Algérie - Djezzy, la bonne affaire

djezzy

 

C’est avec Djezzy que le téléphone portable se popularisa en Algérie, l’opérateur venant, début des années 2000, mettre fin à une situation ubuesque où il fallait débourser 50 000 DA pour acquérir — avec un gros piston — une ligne GSM accompagnée d’un énorme appareil qui ne servit en fin de compte qu’à frimer puisque pratiquement inutilisable sur le réseau public d’alors, extrêmement réduit. Avec 14 millions d’abonnés en une décennie, l’opérateur égyptien, épaulé par un personnel de qualité et motivé, rafla la mise. Celle-ci se chiffra en un demi-milliard de dollars de bénéfices annuellement, ce qui fit de Djezzy la pépite du groupe international OTH dirigé par le magnat égyptien Sawaris qui s’en servit pour renflouer les caisses de filiales battant de l’aile.
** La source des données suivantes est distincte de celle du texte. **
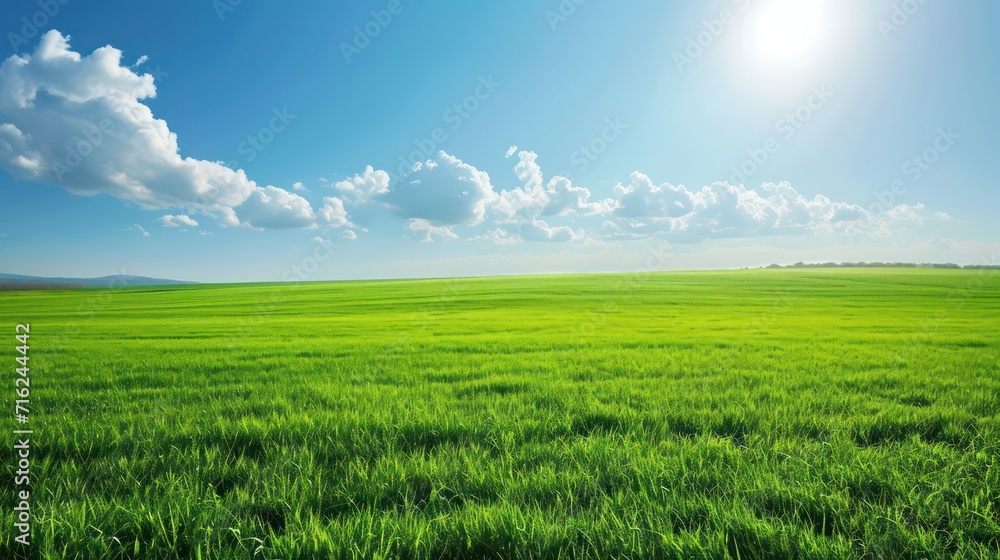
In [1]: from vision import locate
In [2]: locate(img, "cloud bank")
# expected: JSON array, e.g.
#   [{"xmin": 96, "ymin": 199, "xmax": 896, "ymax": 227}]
[{"xmin": 0, "ymin": 30, "xmax": 950, "ymax": 245}]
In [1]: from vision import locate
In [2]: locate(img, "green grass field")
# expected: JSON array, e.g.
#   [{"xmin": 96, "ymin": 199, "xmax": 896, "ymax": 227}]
[{"xmin": 0, "ymin": 269, "xmax": 1000, "ymax": 559}]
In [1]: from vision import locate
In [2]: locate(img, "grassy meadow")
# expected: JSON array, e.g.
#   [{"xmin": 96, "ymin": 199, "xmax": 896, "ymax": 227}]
[{"xmin": 0, "ymin": 269, "xmax": 1000, "ymax": 560}]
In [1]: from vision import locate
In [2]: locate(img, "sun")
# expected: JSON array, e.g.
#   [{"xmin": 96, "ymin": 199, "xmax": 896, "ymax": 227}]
[{"xmin": 746, "ymin": 0, "xmax": 832, "ymax": 72}]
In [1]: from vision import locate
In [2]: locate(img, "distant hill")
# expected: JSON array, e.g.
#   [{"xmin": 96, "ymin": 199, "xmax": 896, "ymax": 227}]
[
  {"xmin": 767, "ymin": 262, "xmax": 1000, "ymax": 270},
  {"xmin": 0, "ymin": 273, "xmax": 197, "ymax": 290}
]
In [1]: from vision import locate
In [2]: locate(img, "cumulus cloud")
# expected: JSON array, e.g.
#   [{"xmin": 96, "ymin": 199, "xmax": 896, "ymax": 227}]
[
  {"xmin": 493, "ymin": 151, "xmax": 614, "ymax": 222},
  {"xmin": 379, "ymin": 151, "xmax": 496, "ymax": 231},
  {"xmin": 124, "ymin": 224, "xmax": 150, "ymax": 237},
  {"xmin": 406, "ymin": 218, "xmax": 458, "ymax": 241},
  {"xmin": 157, "ymin": 214, "xmax": 198, "ymax": 227},
  {"xmin": 605, "ymin": 177, "xmax": 872, "ymax": 243},
  {"xmin": 0, "ymin": 30, "xmax": 346, "ymax": 232},
  {"xmin": 333, "ymin": 165, "xmax": 389, "ymax": 203},
  {"xmin": 233, "ymin": 186, "xmax": 316, "ymax": 229},
  {"xmin": 613, "ymin": 171, "xmax": 694, "ymax": 218},
  {"xmin": 318, "ymin": 196, "xmax": 351, "ymax": 227}
]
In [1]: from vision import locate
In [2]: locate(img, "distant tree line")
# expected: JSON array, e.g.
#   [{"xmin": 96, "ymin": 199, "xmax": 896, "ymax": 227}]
[{"xmin": 765, "ymin": 261, "xmax": 1000, "ymax": 270}]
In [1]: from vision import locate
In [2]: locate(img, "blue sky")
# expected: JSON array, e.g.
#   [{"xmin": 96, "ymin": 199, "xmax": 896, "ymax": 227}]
[{"xmin": 0, "ymin": 0, "xmax": 1000, "ymax": 281}]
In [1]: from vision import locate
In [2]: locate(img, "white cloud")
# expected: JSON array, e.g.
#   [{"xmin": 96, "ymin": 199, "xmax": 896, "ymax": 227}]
[
  {"xmin": 472, "ymin": 228, "xmax": 524, "ymax": 245},
  {"xmin": 123, "ymin": 224, "xmax": 150, "ymax": 237},
  {"xmin": 493, "ymin": 151, "xmax": 614, "ymax": 221},
  {"xmin": 614, "ymin": 171, "xmax": 694, "ymax": 218},
  {"xmin": 319, "ymin": 196, "xmax": 351, "ymax": 227},
  {"xmin": 406, "ymin": 218, "xmax": 458, "ymax": 241},
  {"xmin": 234, "ymin": 186, "xmax": 316, "ymax": 229},
  {"xmin": 0, "ymin": 30, "xmax": 332, "ymax": 232},
  {"xmin": 333, "ymin": 165, "xmax": 389, "ymax": 203},
  {"xmin": 379, "ymin": 152, "xmax": 497, "ymax": 227},
  {"xmin": 157, "ymin": 214, "xmax": 198, "ymax": 227},
  {"xmin": 611, "ymin": 178, "xmax": 877, "ymax": 243}
]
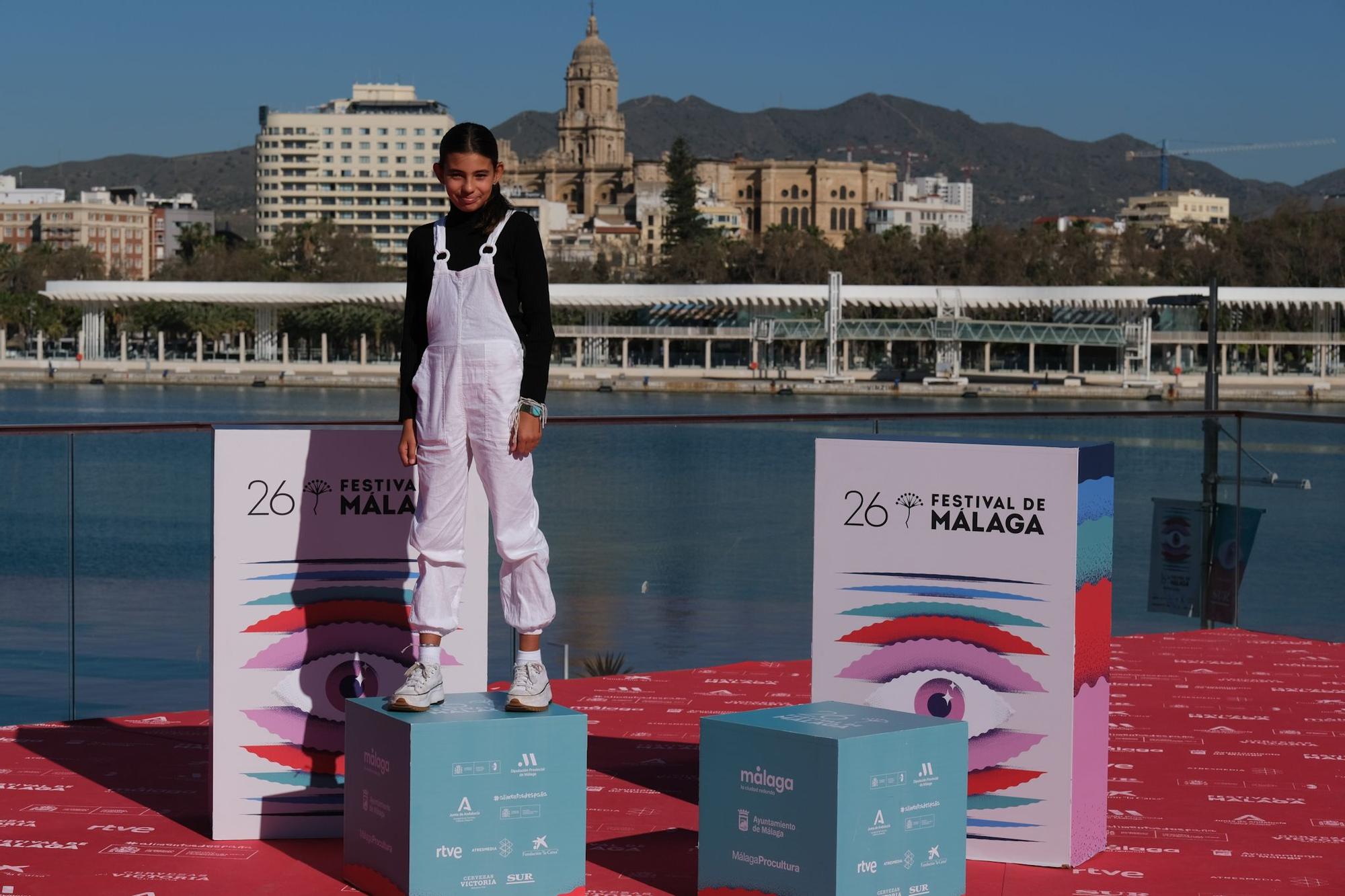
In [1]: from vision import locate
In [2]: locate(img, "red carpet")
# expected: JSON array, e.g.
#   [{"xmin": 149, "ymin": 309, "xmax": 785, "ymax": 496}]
[{"xmin": 0, "ymin": 630, "xmax": 1345, "ymax": 896}]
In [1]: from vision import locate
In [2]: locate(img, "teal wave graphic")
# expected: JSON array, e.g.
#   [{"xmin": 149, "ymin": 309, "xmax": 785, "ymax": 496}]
[
  {"xmin": 967, "ymin": 794, "xmax": 1041, "ymax": 810},
  {"xmin": 247, "ymin": 585, "xmax": 414, "ymax": 607},
  {"xmin": 839, "ymin": 600, "xmax": 1044, "ymax": 628},
  {"xmin": 243, "ymin": 771, "xmax": 346, "ymax": 787},
  {"xmin": 842, "ymin": 585, "xmax": 1041, "ymax": 602},
  {"xmin": 1076, "ymin": 477, "xmax": 1116, "ymax": 524},
  {"xmin": 1075, "ymin": 517, "xmax": 1112, "ymax": 591}
]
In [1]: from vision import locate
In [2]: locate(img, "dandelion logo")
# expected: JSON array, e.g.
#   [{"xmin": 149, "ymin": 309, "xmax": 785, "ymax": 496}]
[
  {"xmin": 897, "ymin": 491, "xmax": 924, "ymax": 529},
  {"xmin": 304, "ymin": 479, "xmax": 332, "ymax": 514}
]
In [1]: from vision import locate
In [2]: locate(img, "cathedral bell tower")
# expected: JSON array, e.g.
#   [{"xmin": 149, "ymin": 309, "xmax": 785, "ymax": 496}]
[{"xmin": 557, "ymin": 15, "xmax": 625, "ymax": 168}]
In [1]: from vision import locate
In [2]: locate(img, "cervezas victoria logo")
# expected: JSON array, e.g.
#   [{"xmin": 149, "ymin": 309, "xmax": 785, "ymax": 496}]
[
  {"xmin": 304, "ymin": 479, "xmax": 332, "ymax": 514},
  {"xmin": 304, "ymin": 477, "xmax": 416, "ymax": 517}
]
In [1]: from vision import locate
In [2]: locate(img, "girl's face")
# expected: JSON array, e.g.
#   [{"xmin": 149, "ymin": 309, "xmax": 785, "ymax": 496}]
[{"xmin": 434, "ymin": 152, "xmax": 504, "ymax": 211}]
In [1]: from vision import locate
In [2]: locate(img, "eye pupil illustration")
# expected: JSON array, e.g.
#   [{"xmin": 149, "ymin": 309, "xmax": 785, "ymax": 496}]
[
  {"xmin": 915, "ymin": 678, "xmax": 967, "ymax": 721},
  {"xmin": 327, "ymin": 659, "xmax": 378, "ymax": 712}
]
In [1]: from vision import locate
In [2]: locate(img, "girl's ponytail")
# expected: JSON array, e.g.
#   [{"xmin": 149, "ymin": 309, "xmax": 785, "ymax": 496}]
[{"xmin": 476, "ymin": 184, "xmax": 514, "ymax": 233}]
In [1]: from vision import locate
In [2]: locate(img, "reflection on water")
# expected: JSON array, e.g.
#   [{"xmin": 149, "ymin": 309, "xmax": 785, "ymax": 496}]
[{"xmin": 0, "ymin": 384, "xmax": 1345, "ymax": 723}]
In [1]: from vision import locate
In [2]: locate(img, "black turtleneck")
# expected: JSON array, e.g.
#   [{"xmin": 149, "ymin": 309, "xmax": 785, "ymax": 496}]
[{"xmin": 398, "ymin": 202, "xmax": 555, "ymax": 419}]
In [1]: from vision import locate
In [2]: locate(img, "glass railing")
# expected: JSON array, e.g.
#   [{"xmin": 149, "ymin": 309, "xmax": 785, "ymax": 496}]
[{"xmin": 0, "ymin": 410, "xmax": 1345, "ymax": 724}]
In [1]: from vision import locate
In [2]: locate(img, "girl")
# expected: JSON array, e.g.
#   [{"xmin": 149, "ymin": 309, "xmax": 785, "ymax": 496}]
[{"xmin": 387, "ymin": 122, "xmax": 555, "ymax": 712}]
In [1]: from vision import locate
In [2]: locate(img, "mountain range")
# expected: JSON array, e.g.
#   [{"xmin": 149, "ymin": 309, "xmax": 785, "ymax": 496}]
[{"xmin": 3, "ymin": 93, "xmax": 1345, "ymax": 235}]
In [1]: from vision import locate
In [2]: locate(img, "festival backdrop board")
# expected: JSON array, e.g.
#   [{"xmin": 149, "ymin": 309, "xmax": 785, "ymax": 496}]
[
  {"xmin": 1149, "ymin": 498, "xmax": 1266, "ymax": 626},
  {"xmin": 812, "ymin": 437, "xmax": 1114, "ymax": 866},
  {"xmin": 211, "ymin": 427, "xmax": 487, "ymax": 840},
  {"xmin": 1205, "ymin": 505, "xmax": 1266, "ymax": 626}
]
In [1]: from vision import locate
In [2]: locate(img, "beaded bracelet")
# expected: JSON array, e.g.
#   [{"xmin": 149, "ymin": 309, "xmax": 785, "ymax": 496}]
[{"xmin": 510, "ymin": 398, "xmax": 546, "ymax": 429}]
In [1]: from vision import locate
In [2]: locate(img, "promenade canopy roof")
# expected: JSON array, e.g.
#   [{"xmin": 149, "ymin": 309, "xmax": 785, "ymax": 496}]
[{"xmin": 42, "ymin": 280, "xmax": 1345, "ymax": 311}]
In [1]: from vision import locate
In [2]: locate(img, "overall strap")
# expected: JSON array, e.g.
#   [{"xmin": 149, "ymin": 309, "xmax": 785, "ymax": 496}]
[
  {"xmin": 482, "ymin": 208, "xmax": 515, "ymax": 263},
  {"xmin": 434, "ymin": 216, "xmax": 448, "ymax": 268}
]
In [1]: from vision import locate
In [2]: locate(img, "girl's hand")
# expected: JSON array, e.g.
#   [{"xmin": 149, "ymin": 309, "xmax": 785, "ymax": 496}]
[
  {"xmin": 508, "ymin": 414, "xmax": 542, "ymax": 458},
  {"xmin": 397, "ymin": 419, "xmax": 416, "ymax": 467}
]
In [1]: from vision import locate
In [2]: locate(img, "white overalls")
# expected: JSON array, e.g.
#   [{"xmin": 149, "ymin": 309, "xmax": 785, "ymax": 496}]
[{"xmin": 410, "ymin": 211, "xmax": 555, "ymax": 635}]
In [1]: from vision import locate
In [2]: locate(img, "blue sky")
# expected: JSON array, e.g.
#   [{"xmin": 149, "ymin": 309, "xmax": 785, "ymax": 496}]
[{"xmin": 0, "ymin": 0, "xmax": 1345, "ymax": 183}]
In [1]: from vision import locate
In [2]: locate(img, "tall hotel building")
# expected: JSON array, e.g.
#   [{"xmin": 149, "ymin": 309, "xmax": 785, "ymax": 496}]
[{"xmin": 257, "ymin": 83, "xmax": 453, "ymax": 262}]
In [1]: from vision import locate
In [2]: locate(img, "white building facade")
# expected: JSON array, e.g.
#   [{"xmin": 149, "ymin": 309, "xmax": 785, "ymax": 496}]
[{"xmin": 257, "ymin": 83, "xmax": 453, "ymax": 262}]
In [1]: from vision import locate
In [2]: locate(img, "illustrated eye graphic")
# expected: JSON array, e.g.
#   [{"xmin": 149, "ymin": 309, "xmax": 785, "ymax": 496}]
[
  {"xmin": 865, "ymin": 671, "xmax": 1013, "ymax": 737},
  {"xmin": 242, "ymin": 583, "xmax": 459, "ymax": 796}
]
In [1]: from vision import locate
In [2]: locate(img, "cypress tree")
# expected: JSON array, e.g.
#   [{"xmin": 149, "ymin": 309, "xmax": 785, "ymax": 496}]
[{"xmin": 663, "ymin": 137, "xmax": 709, "ymax": 247}]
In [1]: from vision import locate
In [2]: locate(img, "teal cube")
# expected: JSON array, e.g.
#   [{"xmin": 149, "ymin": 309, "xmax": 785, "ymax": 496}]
[
  {"xmin": 343, "ymin": 693, "xmax": 588, "ymax": 896},
  {"xmin": 698, "ymin": 702, "xmax": 967, "ymax": 896}
]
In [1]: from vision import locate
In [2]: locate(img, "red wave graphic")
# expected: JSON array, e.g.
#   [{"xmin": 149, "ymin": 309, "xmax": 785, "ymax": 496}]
[
  {"xmin": 342, "ymin": 864, "xmax": 406, "ymax": 896},
  {"xmin": 838, "ymin": 616, "xmax": 1046, "ymax": 657},
  {"xmin": 243, "ymin": 744, "xmax": 346, "ymax": 775},
  {"xmin": 243, "ymin": 600, "xmax": 412, "ymax": 633},
  {"xmin": 1075, "ymin": 579, "xmax": 1111, "ymax": 694},
  {"xmin": 967, "ymin": 766, "xmax": 1046, "ymax": 797}
]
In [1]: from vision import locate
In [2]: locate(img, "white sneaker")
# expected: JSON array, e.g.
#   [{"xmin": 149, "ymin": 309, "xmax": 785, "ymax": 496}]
[
  {"xmin": 387, "ymin": 663, "xmax": 444, "ymax": 713},
  {"xmin": 504, "ymin": 663, "xmax": 551, "ymax": 713}
]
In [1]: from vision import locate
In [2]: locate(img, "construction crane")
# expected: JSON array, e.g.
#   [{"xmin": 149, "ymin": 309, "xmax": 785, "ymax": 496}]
[
  {"xmin": 897, "ymin": 149, "xmax": 929, "ymax": 183},
  {"xmin": 822, "ymin": 142, "xmax": 929, "ymax": 180},
  {"xmin": 822, "ymin": 142, "xmax": 896, "ymax": 161},
  {"xmin": 1126, "ymin": 137, "xmax": 1336, "ymax": 190}
]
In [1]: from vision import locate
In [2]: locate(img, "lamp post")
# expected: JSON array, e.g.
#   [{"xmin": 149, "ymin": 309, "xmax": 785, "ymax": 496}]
[{"xmin": 1149, "ymin": 278, "xmax": 1221, "ymax": 628}]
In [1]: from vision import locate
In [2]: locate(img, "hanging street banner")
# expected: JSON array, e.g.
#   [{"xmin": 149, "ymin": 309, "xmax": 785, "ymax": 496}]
[
  {"xmin": 211, "ymin": 427, "xmax": 487, "ymax": 840},
  {"xmin": 1149, "ymin": 498, "xmax": 1205, "ymax": 616},
  {"xmin": 1149, "ymin": 498, "xmax": 1266, "ymax": 624},
  {"xmin": 1208, "ymin": 505, "xmax": 1266, "ymax": 626}
]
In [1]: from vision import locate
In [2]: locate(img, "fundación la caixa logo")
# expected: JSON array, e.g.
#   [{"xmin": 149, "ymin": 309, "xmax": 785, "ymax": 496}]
[
  {"xmin": 845, "ymin": 489, "xmax": 1046, "ymax": 536},
  {"xmin": 247, "ymin": 478, "xmax": 416, "ymax": 517}
]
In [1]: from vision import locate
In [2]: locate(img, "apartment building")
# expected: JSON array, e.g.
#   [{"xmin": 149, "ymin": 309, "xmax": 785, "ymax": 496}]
[
  {"xmin": 1119, "ymin": 190, "xmax": 1229, "ymax": 230},
  {"xmin": 257, "ymin": 83, "xmax": 453, "ymax": 262}
]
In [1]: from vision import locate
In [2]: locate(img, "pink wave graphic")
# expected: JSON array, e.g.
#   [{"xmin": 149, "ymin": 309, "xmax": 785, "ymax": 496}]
[{"xmin": 967, "ymin": 729, "xmax": 1046, "ymax": 771}]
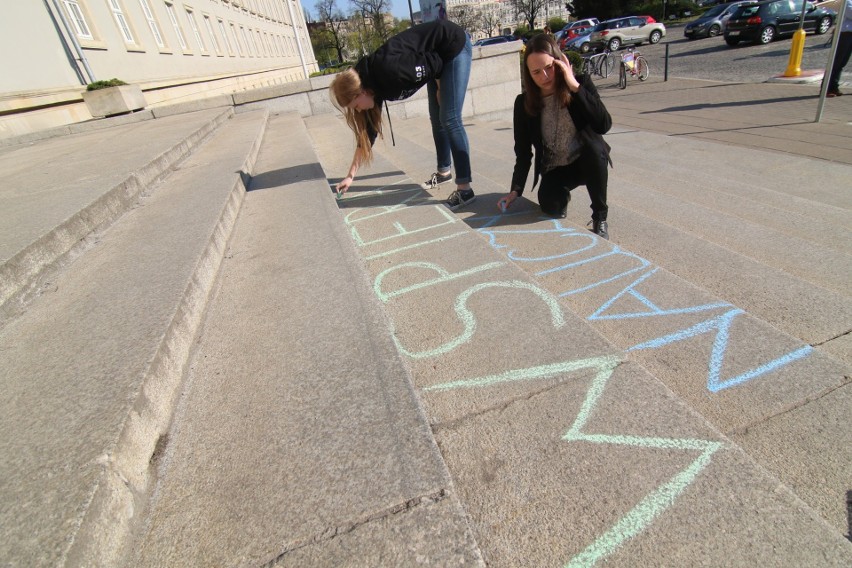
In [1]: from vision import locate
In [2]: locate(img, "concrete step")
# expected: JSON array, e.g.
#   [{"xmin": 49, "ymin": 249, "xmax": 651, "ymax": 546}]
[
  {"xmin": 308, "ymin": 111, "xmax": 852, "ymax": 566},
  {"xmin": 0, "ymin": 112, "xmax": 267, "ymax": 566},
  {"xmin": 130, "ymin": 114, "xmax": 481, "ymax": 567},
  {"xmin": 0, "ymin": 108, "xmax": 233, "ymax": 319}
]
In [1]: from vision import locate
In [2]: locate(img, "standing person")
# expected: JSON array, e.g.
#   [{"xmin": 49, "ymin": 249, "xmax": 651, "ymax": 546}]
[
  {"xmin": 497, "ymin": 34, "xmax": 612, "ymax": 239},
  {"xmin": 330, "ymin": 20, "xmax": 476, "ymax": 210},
  {"xmin": 825, "ymin": 0, "xmax": 852, "ymax": 97}
]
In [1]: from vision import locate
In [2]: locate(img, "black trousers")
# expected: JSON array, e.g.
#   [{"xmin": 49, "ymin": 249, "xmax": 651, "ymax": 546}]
[{"xmin": 538, "ymin": 151, "xmax": 609, "ymax": 221}]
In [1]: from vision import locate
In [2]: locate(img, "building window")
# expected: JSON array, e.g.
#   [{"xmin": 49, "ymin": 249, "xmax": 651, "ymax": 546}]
[
  {"xmin": 216, "ymin": 19, "xmax": 234, "ymax": 55},
  {"xmin": 63, "ymin": 0, "xmax": 95, "ymax": 39},
  {"xmin": 139, "ymin": 0, "xmax": 166, "ymax": 47},
  {"xmin": 240, "ymin": 26, "xmax": 254, "ymax": 57},
  {"xmin": 230, "ymin": 22, "xmax": 243, "ymax": 57},
  {"xmin": 185, "ymin": 8, "xmax": 207, "ymax": 51},
  {"xmin": 203, "ymin": 14, "xmax": 222, "ymax": 53},
  {"xmin": 109, "ymin": 0, "xmax": 136, "ymax": 44},
  {"xmin": 166, "ymin": 2, "xmax": 187, "ymax": 51},
  {"xmin": 254, "ymin": 30, "xmax": 269, "ymax": 55}
]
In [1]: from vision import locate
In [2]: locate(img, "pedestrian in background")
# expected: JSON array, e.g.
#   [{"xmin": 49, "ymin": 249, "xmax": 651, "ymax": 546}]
[
  {"xmin": 825, "ymin": 0, "xmax": 852, "ymax": 97},
  {"xmin": 497, "ymin": 34, "xmax": 612, "ymax": 239},
  {"xmin": 330, "ymin": 19, "xmax": 476, "ymax": 210}
]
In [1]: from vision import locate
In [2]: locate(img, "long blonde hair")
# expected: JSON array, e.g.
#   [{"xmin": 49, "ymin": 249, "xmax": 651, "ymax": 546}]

Djezzy n’est pas venu par hasard en Algérie, il bénéficia d’un sacré coup de pouce à un plus haut niveau des officiels algériens. Mais ceux-ci ruèrent dans les brancards lorsque Sawaris décida de doubler l’Etat algérien en vendant la cimenterie de M’sila au groupe français Lafarge. Ils actionnèrent le fisc qui, en jetant un coup d’œil dans la comptabilité de Djezzy, découvrit des irrégularités qui lui valurent une amende équivalente à une année de bénéfices. Dès qu’ils eurent vent de la décision de vente de Djezzy, comme ils ne voulurent pas que se réédite l’affaire de la cimenterie de M’sila et parce que l’affaire est juteuse, les pouvoirs publics mirent en avant leur droit de préemption.

Ils prononcèrent la sentence : publics, privés ou un mix des deux, les nouveaux propriétaires ne pourront qu’être Algériens. Un plan de négociations fut proposé à la société OTA, gérant Djezzy, qui face, à cette détermination, n’aura pas d’autre solution que de se plier aux exigences algériennes. Il lui reste toutefois une bonne marge de manœuvre lorsque sera abordé le coût de l’opération de vente. Reste l’utilisateur algérien du réseau Djezzy. S’il n’a pas droit au chapitre dans les tractations, il reste cependant le maître du jeu : si le label professionnel de Djezzy en arrive à péricliter à la faveur du transfert de propriété, l’usager, devenu exigeant, passera sans état d’âme chez les concurrents, Nedjma et Mobilis, opérateurs qui gagnent en puissance, imposant de plus en plus leur label dans le pays. Le grand défi pour les nouveaux patrons algériens de Djezzy se jouera immanquablement sur le terrain redoutable du management de pointe.